I care about nothing.

Jethro was gone. I’d never seen anyone die before. Never been to a funeral or witnessed a pet succumb—even my own mother just vanished rather than died. My first participation in death and it’d been two men who’d captured my affection, turning me into a completely different person.

The old Nila died the day she entered Hawksridge. But this new Nila was a fading photograph, vanishing piece by piece while her lover bled out on priceless carpet.

Daniel threw me away from him. “Snap out of it!”

Vertigo caught me in its sickening embrace. For once, I didn’t fight it. I tumbled to the carpet, letting a whirligig of rollercoasters and nausea take me, thanks to my broken brain.
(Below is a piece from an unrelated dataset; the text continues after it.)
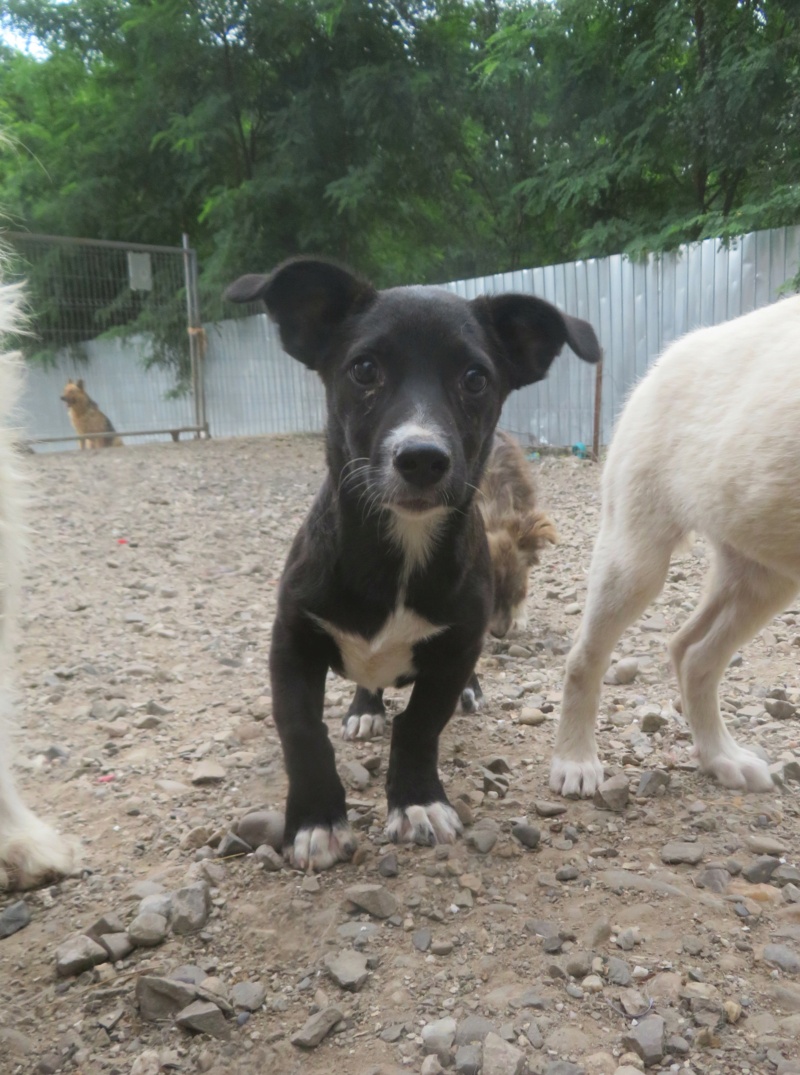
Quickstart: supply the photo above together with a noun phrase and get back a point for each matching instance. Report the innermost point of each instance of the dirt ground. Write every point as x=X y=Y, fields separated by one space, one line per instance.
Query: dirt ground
x=143 y=669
Normally, it was the worst kind of punishment, but now it was better than facing reality.

Vibrations in the carpet alerted me to Daniel’s closeness. He towered over me, rage painting his face. “Pay attention to me, Weaver!” His boot shot like a black meteor, connecting with my belly.

Air exploded from my lungs.

Pain crept over my senses—pain I didn’t want to feel because it reminded me I wasn’t dead…wasn’t free. I was still here—in this pointless game of madness and deception.